In this tutorial, we will see how to use pytagi to solve a simple regression problem. We will use a 1D toy dataset and a feedforward neural network (FNN) with a simple architecture.
In this simple example, we will use a 1D toy dataset. The dataset is composed of 10 training samples and 100 test samples and can be found in the github repository.
# User-input
num_inputs = 1
num_outputs = 1
x_train_file = "./data/toy_example/x_train_1D.csv"

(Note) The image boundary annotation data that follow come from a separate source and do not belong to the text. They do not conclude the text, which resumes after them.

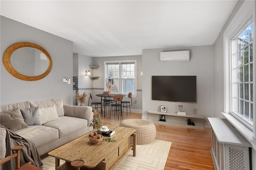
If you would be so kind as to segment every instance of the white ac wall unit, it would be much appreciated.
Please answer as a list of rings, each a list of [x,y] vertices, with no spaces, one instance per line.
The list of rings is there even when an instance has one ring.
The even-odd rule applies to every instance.
[[[189,61],[189,51],[167,51],[160,53],[161,62]]]

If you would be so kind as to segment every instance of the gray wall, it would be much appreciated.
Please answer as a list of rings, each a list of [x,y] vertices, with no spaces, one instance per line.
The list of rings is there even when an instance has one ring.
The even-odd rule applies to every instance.
[[[223,117],[223,116],[221,114],[221,112],[224,111],[224,33],[243,2],[243,1],[238,1],[213,45],[214,109],[213,117]],[[256,150],[254,149],[252,150],[252,160],[255,160]],[[256,169],[256,161],[252,161],[252,169]]]
[[[63,78],[73,74],[72,42],[2,16],[0,19],[0,104],[62,98],[64,103],[72,104],[72,81],[68,84],[63,82]],[[24,81],[5,69],[2,62],[5,50],[20,42],[34,43],[48,52],[52,68],[46,77],[36,81]]]
[[[189,62],[162,63],[160,52],[188,50]],[[143,84],[142,89],[142,118],[147,119],[148,110],[160,111],[161,105],[166,106],[168,113],[177,113],[178,105],[183,106],[183,111],[193,115],[193,109],[197,114],[205,117],[213,115],[212,46],[144,49],[142,51]],[[196,76],[197,102],[172,102],[151,100],[152,76]]]

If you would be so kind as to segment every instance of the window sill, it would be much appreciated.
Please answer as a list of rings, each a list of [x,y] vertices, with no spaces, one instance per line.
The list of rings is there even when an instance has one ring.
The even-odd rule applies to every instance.
[[[256,139],[253,137],[252,129],[248,128],[230,113],[221,113],[228,122],[238,131],[256,149]]]

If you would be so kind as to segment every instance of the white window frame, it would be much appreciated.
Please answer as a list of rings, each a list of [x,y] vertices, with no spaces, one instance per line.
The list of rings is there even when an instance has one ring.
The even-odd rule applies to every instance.
[[[121,63],[134,63],[134,68],[135,68],[135,71],[134,71],[134,94],[132,94],[132,96],[134,97],[136,97],[137,96],[137,61],[136,60],[125,60],[125,61],[104,61],[104,84],[106,84],[107,82],[107,65],[108,63],[119,63],[120,66],[119,67],[119,72],[120,72],[120,78],[119,78],[119,89],[120,89],[120,92],[118,93],[118,94],[125,94],[128,95],[128,93],[123,93],[122,92],[122,68],[121,66]],[[108,89],[106,87],[106,86],[104,86],[104,90],[107,91]],[[115,94],[114,92],[111,92],[112,94]]]
[[[242,5],[240,9],[236,14],[235,16],[230,22],[230,23],[227,27],[224,33],[224,112],[226,113],[230,113],[232,116],[235,117],[236,120],[238,120],[245,127],[247,127],[249,129],[252,131],[252,133],[253,135],[253,138],[255,139],[256,136],[256,114],[255,113],[255,107],[256,104],[255,102],[255,96],[256,92],[255,88],[255,79],[256,78],[256,74],[255,74],[255,64],[256,59],[255,58],[255,54],[253,54],[253,66],[254,75],[253,77],[253,102],[254,108],[253,111],[253,125],[248,123],[246,121],[245,121],[243,119],[238,116],[236,114],[231,112],[232,100],[231,98],[231,63],[230,57],[231,55],[231,40],[233,38],[234,36],[236,34],[238,31],[240,30],[246,23],[248,21],[248,20],[253,16],[252,21],[254,23],[253,28],[253,39],[254,45],[253,47],[253,51],[256,51],[255,45],[255,2],[254,1],[245,1]],[[228,120],[229,121],[231,121]],[[251,139],[250,142],[255,143],[251,140],[251,137],[249,137],[248,134],[244,133],[241,128],[241,126],[239,125],[236,125],[235,123],[231,123],[247,139]],[[255,144],[254,144],[255,145]],[[254,145],[254,146],[255,146]]]

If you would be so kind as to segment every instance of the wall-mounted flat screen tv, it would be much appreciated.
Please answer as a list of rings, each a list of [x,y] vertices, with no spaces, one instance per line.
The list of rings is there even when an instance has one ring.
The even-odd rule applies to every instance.
[[[196,102],[196,76],[152,76],[152,100]]]

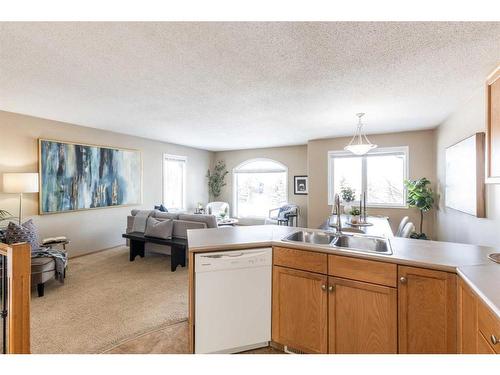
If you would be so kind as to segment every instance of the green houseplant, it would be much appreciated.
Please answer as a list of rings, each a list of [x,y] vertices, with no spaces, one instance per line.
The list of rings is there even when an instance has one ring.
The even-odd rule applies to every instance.
[[[427,178],[422,177],[417,180],[405,180],[404,183],[408,191],[406,203],[409,207],[420,210],[420,230],[418,233],[412,234],[411,237],[425,240],[427,236],[422,230],[424,212],[430,211],[434,206],[434,193],[429,186],[431,182]]]
[[[222,188],[226,186],[224,179],[229,172],[226,169],[226,163],[219,160],[214,167],[213,171],[207,171],[208,179],[208,192],[213,198],[217,198],[222,193]]]

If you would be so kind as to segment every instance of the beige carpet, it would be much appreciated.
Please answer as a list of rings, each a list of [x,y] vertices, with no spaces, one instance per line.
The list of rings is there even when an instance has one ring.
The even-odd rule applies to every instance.
[[[31,299],[33,353],[101,353],[122,341],[186,320],[187,267],[170,257],[128,260],[119,247],[70,259],[64,285]]]

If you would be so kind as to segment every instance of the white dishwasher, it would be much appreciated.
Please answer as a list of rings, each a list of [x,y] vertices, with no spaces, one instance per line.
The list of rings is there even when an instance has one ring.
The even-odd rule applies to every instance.
[[[195,255],[195,353],[236,353],[271,340],[272,249]]]

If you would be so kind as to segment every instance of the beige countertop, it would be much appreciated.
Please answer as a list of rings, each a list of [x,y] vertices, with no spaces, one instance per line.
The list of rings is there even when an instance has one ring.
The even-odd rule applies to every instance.
[[[382,227],[383,228],[383,227]],[[490,247],[452,242],[423,241],[390,237],[393,254],[383,255],[283,241],[289,233],[306,228],[276,225],[239,226],[188,230],[190,252],[241,250],[246,248],[284,246],[357,258],[379,260],[401,265],[456,272],[481,296],[500,317],[500,264],[488,259],[498,252]],[[314,229],[307,229],[314,230]],[[367,233],[368,234],[368,233]],[[376,234],[370,232],[369,234]]]
[[[457,273],[500,318],[500,264],[458,267]]]

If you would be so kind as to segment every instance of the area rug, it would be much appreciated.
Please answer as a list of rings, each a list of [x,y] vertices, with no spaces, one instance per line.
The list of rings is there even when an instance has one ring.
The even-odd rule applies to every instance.
[[[187,320],[187,267],[170,257],[129,262],[118,247],[70,259],[66,281],[31,299],[32,353],[102,353],[148,331]]]

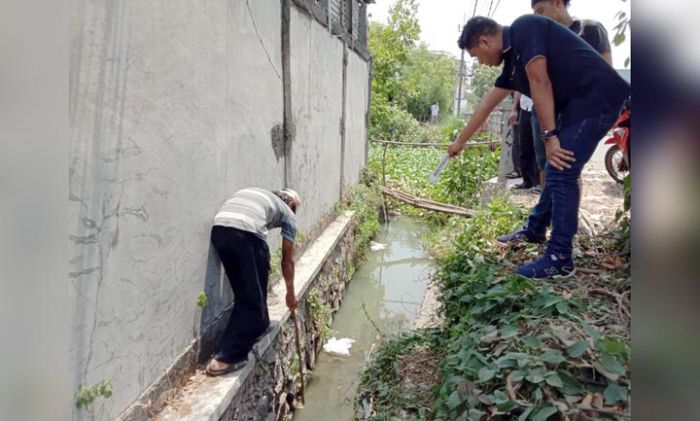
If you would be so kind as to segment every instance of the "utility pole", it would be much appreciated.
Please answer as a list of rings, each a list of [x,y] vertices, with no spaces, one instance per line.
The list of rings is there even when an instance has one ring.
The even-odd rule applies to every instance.
[[[460,32],[462,25],[460,27]],[[464,83],[464,50],[462,50],[462,57],[459,59],[459,88],[457,88],[457,117],[461,115],[462,111],[462,83]]]
[[[472,17],[476,16],[476,6],[479,4],[479,0],[474,0],[474,11],[472,12]],[[491,2],[493,4],[493,1]],[[464,18],[462,18],[464,22]],[[459,33],[462,33],[462,25],[459,26]],[[459,59],[459,88],[457,88],[457,117],[460,116],[462,111],[462,85],[464,84],[464,50],[462,50],[461,57]]]

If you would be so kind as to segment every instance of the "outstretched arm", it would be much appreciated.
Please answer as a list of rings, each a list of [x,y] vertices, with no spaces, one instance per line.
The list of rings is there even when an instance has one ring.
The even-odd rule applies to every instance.
[[[484,98],[481,100],[481,102],[479,102],[479,105],[476,106],[474,115],[472,115],[471,120],[469,120],[467,127],[462,130],[462,133],[457,136],[454,143],[452,143],[447,149],[447,153],[450,155],[450,157],[459,155],[464,148],[464,145],[467,144],[467,141],[469,141],[469,139],[474,136],[474,133],[476,133],[477,130],[484,125],[486,119],[489,118],[489,115],[491,115],[491,111],[493,111],[493,109],[496,108],[496,105],[503,101],[508,94],[510,94],[509,89],[493,87],[486,93],[486,95],[484,95]]]
[[[286,238],[282,239],[282,276],[287,286],[287,307],[294,310],[297,306],[296,295],[294,294],[294,242]]]

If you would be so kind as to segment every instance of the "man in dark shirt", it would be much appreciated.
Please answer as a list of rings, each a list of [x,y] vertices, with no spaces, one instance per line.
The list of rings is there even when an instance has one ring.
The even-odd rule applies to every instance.
[[[547,182],[527,224],[498,240],[544,242],[551,221],[545,255],[516,271],[530,278],[570,276],[581,194],[577,179],[617,119],[629,85],[569,28],[541,16],[522,16],[510,27],[474,17],[458,44],[483,64],[503,63],[503,72],[448,153],[458,155],[512,90],[533,99],[545,138]]]
[[[595,20],[574,19],[569,14],[569,6],[571,0],[531,0],[532,12],[536,15],[546,16],[550,19],[567,26],[574,31],[578,36],[583,38],[594,50],[603,56],[603,59],[612,66],[612,52],[610,41],[608,40],[608,31],[602,23]],[[547,157],[544,151],[544,139],[539,135],[540,122],[537,118],[537,110],[532,111],[532,130],[534,133],[535,156],[537,157],[537,166],[540,169],[540,182],[544,184],[544,165],[547,162]]]

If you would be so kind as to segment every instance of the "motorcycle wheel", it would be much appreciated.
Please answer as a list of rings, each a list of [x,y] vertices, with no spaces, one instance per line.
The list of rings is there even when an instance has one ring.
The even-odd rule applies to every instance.
[[[629,174],[629,166],[625,154],[617,145],[612,145],[605,153],[605,169],[616,182],[622,184]]]

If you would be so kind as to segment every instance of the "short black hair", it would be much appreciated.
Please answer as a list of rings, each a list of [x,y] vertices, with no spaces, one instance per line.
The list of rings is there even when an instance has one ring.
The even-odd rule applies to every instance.
[[[541,1],[545,0],[532,0],[532,7],[535,7],[535,5]],[[564,6],[569,7],[571,5],[571,0],[564,0]]]
[[[502,30],[503,28],[501,25],[495,20],[483,16],[474,16],[464,25],[462,35],[460,35],[459,40],[457,40],[457,45],[460,50],[469,49],[476,45],[479,41],[479,37],[484,35],[496,35]]]

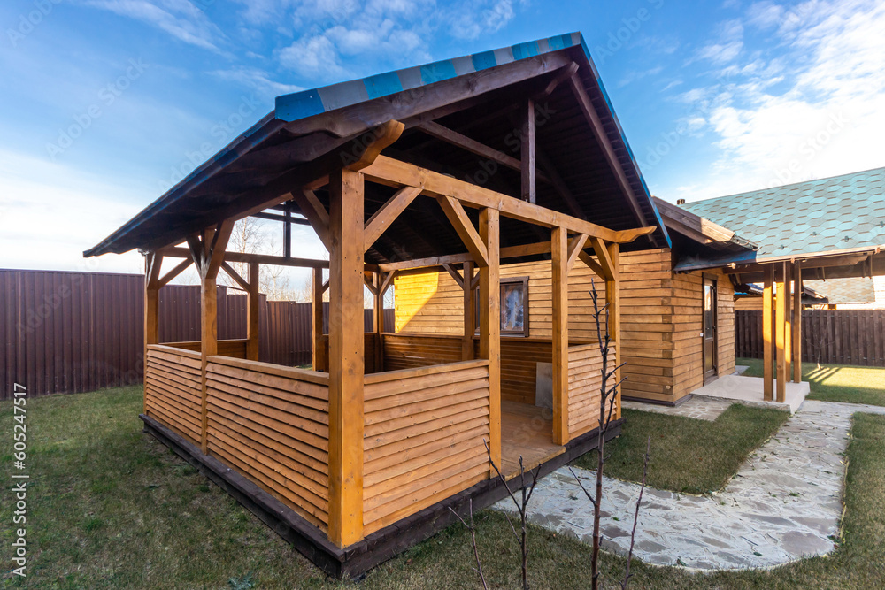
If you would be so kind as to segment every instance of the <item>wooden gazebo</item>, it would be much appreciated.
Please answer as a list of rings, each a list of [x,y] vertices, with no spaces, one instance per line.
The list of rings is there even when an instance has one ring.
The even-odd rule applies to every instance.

y_train_file = "./data/toy_example/y_train_1D.csv"
x_test_file = "./data/toy_example/x_test_1D.csv"
y_test_file = "./data/toy_example/y_test_1D.csv"
We will use a FNN with a simple architecture. We will use the RegressionMLP class already defined and consistent with this basic regression problem (you can find the class implementation here).
# Model
net_prop = RegressionMLP()
If you want to use a different model, you can define your own class and make sure that it inherits from the NetProp class, more information in models page.
We will make use of the RegressionDataLoader class to load and process the data. The process_data function requires the input and output test and training files in a csv format.
# Data loader
reg_data_loader = RegressionDataLoader(num_inputs=num_inputs,
num_outputs=num_outputs,
batch_size=net_prop.batch_size)
data_loader = reg_data_loader.process_data(x_train_file=x_train_file,
y_train_file=y_train_file,
x_test_file=x_test_file,
y_test_file=y_test_file)
Using the regression class that makes use of TAGI, we will train and test the model. In order to perform the task we will also need to specify the number of epochs.
# Optional: Visualize the test using visualizer.py
viz = PredictionViz(task_name="regression", data_name="toy1D")
num_epochs = 50
# Train and test
reg_task = Regression(num_epochs=num_epochs,
data_loader=data_loader,
net_prop=net_prop,
viz=viz)
reg_task.train()
reg_task.predict(std_factor=3)
*Learn more about PredictionViz class here.
Since we have created a vizualization object that we passed to the regression class, at the end of the execution we will be able to see the results of the prediction. The black line is the true function, the red line is the predicted function and the red zone is the confidence intervals.